Introduction to machine learning for security analysts
Slides: https://www.slideshare.net/GTKlondike/machine-learning-for-security-analysts-149291369
This workshop is intented to be interactive. Checkout the Google Colab links below to work with the code for this workshop:
-
Spam filter using Scikit-Learn Workbook https://colab.research.google.com/drive/1CA82qL46XIGhkw0eOi3c0whNTvwaXwZy
- Workbook Answers - https://colab.research.google.com/drive/17ABiBU43E9RVIN2pN98W6U2Fieq6P24C
-
Malicious URL predictor Workbook https://colab.research.google.com/drive/1FMWMdHsj8UPXtcb7rOmGK5VnnMUndEJV
- Workbook Answers - https://colab.research.google.com/drive/1ghSk9F-Cz_A0B5M0LqUNi2atSZUp-c2q
-
Spam filter using Naive Bayes Workbook https://colab.research.google.com/drive/1Lo50HKGLSNDoJWITDGJtPSrGosRqTi_3
- Workbook Answers - https://colab.research.google.com/drive/1DuNHY65n9v3Mi11A57N5HaJTzMAFIq1i
The narrative across the first two demos is to build and evaluate machine learning models using the techniques described in the presentation. By building a spam filter, we will demonstrate how abstraction libraries like Scikit-Learn makes building and training models even easier by showing the plug-and-play of nature of the library.

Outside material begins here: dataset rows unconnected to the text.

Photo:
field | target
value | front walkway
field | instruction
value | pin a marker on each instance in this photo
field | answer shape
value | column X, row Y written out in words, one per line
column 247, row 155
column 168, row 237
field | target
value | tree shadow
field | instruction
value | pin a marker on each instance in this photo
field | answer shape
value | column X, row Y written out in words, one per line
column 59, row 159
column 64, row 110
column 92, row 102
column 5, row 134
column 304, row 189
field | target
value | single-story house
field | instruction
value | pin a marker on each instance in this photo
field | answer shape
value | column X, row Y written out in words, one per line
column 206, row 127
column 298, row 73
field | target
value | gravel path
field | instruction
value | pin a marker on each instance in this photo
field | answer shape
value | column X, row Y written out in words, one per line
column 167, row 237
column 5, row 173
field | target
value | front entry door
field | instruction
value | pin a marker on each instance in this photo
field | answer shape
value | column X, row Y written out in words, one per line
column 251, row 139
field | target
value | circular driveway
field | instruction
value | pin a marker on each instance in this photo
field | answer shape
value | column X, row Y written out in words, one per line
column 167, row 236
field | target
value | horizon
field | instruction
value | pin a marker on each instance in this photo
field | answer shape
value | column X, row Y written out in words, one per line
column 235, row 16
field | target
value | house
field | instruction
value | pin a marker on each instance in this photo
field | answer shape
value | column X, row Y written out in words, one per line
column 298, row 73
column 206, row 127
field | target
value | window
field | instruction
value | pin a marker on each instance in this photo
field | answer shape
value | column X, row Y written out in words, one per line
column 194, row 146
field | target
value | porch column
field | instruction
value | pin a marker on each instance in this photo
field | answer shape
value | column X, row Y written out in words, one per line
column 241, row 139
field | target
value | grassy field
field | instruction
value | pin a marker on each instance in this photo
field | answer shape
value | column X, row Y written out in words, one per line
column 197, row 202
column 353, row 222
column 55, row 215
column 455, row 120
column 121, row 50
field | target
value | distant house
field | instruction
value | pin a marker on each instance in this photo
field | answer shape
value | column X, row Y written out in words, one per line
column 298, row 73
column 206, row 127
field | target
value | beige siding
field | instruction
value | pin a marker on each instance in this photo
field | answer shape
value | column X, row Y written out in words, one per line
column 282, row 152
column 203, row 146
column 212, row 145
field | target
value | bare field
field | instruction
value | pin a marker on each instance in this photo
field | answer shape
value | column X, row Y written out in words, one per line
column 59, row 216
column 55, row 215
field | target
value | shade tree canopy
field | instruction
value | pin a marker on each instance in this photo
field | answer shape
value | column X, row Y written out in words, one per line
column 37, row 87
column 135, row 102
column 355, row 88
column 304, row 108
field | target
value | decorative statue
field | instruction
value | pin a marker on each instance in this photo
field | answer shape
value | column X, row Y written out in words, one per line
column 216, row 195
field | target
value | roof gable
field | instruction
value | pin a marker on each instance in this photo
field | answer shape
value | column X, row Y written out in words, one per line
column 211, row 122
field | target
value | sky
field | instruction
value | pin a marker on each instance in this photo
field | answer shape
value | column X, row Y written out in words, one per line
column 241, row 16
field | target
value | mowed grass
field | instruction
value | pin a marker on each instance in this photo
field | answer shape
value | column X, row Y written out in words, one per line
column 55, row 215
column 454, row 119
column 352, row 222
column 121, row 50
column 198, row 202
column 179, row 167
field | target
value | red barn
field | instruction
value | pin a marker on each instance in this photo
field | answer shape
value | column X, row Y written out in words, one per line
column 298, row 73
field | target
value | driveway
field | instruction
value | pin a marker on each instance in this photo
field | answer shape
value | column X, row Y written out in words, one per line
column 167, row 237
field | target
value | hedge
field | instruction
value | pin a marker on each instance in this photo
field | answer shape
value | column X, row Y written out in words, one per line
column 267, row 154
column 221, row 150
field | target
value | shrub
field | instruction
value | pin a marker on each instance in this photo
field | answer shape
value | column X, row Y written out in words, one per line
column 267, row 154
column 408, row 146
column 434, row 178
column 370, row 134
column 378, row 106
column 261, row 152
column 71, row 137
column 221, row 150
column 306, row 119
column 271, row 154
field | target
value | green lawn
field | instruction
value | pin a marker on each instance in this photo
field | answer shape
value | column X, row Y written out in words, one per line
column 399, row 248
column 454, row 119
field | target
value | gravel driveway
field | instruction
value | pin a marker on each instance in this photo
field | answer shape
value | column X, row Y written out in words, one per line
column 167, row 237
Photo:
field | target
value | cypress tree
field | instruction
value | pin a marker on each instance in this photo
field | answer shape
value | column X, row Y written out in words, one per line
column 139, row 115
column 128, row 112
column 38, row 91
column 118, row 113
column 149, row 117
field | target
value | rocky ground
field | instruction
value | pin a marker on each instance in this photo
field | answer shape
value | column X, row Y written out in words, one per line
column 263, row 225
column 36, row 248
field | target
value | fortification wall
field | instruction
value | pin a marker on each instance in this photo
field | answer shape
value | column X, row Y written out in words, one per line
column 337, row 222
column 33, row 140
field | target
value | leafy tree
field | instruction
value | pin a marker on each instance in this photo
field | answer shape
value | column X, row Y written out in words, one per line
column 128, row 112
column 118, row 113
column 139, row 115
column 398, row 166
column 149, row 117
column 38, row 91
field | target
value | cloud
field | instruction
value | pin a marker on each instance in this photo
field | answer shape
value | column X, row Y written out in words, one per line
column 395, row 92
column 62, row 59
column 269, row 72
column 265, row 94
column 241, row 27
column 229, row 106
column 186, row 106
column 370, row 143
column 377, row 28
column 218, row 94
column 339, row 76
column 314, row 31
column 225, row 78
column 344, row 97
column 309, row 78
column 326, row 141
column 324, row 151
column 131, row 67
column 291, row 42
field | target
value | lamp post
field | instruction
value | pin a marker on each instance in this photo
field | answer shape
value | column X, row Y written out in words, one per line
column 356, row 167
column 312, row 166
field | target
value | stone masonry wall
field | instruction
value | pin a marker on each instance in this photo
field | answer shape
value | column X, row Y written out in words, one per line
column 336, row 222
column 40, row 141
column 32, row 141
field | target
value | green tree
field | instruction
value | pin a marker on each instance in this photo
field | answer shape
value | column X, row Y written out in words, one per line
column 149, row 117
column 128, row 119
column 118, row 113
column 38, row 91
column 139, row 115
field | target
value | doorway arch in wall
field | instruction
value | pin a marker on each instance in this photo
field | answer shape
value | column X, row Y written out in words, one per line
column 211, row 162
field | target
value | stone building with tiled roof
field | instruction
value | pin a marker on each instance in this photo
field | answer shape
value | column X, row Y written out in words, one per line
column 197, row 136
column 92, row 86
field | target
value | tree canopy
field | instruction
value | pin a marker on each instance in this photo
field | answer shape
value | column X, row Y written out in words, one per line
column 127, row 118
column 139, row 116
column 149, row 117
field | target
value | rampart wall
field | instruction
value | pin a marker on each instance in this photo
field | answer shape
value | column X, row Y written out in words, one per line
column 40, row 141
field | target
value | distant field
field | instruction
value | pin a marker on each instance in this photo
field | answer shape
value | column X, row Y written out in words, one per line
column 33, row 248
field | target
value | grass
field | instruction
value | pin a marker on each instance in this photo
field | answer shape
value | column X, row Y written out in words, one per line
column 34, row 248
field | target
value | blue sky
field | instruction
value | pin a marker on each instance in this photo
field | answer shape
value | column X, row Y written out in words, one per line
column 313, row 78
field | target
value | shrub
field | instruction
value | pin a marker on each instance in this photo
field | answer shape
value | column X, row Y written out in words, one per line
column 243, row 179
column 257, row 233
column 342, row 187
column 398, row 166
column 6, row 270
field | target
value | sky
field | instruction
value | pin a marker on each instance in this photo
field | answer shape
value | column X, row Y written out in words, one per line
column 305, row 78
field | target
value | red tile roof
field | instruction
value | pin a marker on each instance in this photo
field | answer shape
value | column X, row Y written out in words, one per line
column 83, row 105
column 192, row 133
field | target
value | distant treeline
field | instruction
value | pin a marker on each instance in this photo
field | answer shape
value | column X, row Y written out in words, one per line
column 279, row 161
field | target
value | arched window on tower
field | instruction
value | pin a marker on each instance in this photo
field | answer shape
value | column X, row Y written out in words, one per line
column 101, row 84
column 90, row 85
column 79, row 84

Then, we will use the exact same techniques to build a malicious URL predictor.
Finally, we will use the equations from the slides to rebuild a Multinomial Naive Bayes spam filter, but this time without the help of an abstraction library.
The added benefit of having these demos on Google Colab is that it allows people to take the code home and look at what it's doing, in an interactive browser session. Alternatively, this Github repository may be used with https://mybinder.org to interact with the notebooks in a live environment.